LONDON – Disruptions to cobalt supplies in the Democratic Republic of Congo are not expected to eradicate a glut of the material used to make batteries for electric vehicles, thwarting hopes that prices can be boosted from their lowest since March last year.
Glencore last week said its subsidiary Katanga Mining had halted cobalt exports from the Kamoto Project in DRC while it builds a facility to remove uranium.
Prices of cobalt metal, at around $55,000 a tonne, have barely moved since the announcement on Nov. 6.
The metal crashed below $50,000 a tonne earlier this month from above $95,000 in March due to expectations of surpluses this year and next.
Guidance for cobalt production from Katanga was 11,000 tonnes this year and 34,000 tonnes in 2019.
To remove uranium, Katanga plans to build an Ion Exchange system at a cost of around $25 million, which should be completed by the end of the second quarter of next year, provided it obtains the necessary permits.
“It only makes the market look less bearish for the next 8 months or so,” said Vivienne Lloyd, an analyst at Macquarie.
Mined cobalt will be stored at the site and processed in the Ion Exchange system after construction.
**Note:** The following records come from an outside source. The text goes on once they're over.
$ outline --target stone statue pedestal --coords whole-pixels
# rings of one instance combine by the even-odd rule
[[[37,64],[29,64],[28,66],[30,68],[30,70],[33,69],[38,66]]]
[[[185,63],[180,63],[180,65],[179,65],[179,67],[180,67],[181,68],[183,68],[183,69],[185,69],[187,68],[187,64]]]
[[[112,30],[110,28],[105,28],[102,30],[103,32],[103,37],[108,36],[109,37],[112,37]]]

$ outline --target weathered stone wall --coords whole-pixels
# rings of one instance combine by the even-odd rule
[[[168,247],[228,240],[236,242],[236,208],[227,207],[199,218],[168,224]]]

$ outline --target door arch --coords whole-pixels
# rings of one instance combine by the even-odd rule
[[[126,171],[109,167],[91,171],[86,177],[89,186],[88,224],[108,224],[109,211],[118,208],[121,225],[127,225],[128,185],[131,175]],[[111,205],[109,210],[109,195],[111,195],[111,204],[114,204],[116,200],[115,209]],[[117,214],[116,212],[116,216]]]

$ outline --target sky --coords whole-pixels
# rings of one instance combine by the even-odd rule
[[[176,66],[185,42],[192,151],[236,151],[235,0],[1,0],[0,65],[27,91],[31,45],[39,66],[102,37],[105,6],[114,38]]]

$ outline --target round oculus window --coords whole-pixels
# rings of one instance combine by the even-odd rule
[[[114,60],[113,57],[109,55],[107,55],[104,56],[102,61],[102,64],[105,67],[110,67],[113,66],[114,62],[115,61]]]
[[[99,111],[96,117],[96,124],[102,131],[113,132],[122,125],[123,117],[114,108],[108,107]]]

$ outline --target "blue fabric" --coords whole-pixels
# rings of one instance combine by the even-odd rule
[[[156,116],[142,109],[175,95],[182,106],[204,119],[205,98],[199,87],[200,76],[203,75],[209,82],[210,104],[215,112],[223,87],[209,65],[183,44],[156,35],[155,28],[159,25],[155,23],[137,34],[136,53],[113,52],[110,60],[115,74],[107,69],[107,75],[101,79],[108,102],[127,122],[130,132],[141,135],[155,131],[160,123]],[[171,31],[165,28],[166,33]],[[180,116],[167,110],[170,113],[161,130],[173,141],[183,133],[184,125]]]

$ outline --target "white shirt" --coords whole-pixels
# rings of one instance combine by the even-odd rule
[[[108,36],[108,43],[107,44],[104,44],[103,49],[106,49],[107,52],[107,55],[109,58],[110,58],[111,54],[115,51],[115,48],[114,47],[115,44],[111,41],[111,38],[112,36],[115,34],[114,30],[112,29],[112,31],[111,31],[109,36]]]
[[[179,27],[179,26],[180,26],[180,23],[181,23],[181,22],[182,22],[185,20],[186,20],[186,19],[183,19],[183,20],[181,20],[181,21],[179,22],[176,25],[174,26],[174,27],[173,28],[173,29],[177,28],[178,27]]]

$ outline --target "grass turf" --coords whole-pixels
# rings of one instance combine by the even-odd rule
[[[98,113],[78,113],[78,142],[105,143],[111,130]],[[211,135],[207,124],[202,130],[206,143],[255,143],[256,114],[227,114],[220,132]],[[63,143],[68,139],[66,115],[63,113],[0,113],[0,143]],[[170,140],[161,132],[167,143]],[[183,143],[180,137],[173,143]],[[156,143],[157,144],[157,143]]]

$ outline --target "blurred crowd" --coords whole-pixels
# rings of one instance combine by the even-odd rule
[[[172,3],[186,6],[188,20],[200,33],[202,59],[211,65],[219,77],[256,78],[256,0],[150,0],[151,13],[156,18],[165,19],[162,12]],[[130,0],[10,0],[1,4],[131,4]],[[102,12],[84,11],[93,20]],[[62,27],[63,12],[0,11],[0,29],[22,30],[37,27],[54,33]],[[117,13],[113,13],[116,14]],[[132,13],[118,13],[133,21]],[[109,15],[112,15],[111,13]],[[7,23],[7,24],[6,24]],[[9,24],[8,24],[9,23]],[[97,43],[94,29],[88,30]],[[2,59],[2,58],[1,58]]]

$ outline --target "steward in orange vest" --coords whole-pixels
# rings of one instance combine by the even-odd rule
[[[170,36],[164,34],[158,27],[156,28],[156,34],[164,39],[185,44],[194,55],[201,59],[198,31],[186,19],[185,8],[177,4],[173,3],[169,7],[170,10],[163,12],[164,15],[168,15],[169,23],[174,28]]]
The processing and sale of the cobalt is expected to be completed before the end of the fourth quarter of 2019.
“The market will still be oversupplied next year as they are planning to make up sales in the second half and there are many others selling cobalt hydroxide,” Lloyd said.
While the industry typically talks about cobalt metal, the surplus is in cobalt hydroxide, used to make sulphates for the cathode part of the lithium-ion batteries used to power electric cars, a fast-growing sector of the auto industry.
Hydroxide comes from Congo, which has the world’s largest reserves of cobalt, expected to produce nearly 90,000 tonnes this year in a market estimated at around 135,000 tonnes.
“We had been forecasting the largest cobalt surplus on record for 2019, albeit in a market with 13 percent consumption growth,” BMO Capital Markets analyst Colin Hamilton said.
“Taking out the planned 30,000 tonnes of mine supply from Kamoto, however, leaves first half 2019 in the largest deficit on record. But should Kamoto play catch-up in the second half, we would have an aggressive swing to surplus.”
Hamilton expects to see a deficit of 20,000 tonnes in the first half of next year and a surplus of nearly 25,000 tonnes in the second half.
The outlook for market balances could change if there are long delays to getting the necessary permits and importing the equipment needed to build the plant in Congo.
However, analysts say a ramp-up of production at sites such as Metalkol in Congo, owned by Eurasian Resources Group, should ease any supply constraints for hydroxide.
“There is no shortage of cobalt hydroxide right now,” said CRU analyst George Heppel. “The main effect is going to be an increase in payables for hydroxides.”
Payables, a reference to the percentage of the cobalt metal price used to price hydroxide, hit levels above 90 percent last year and have since slipped to around 65 percent.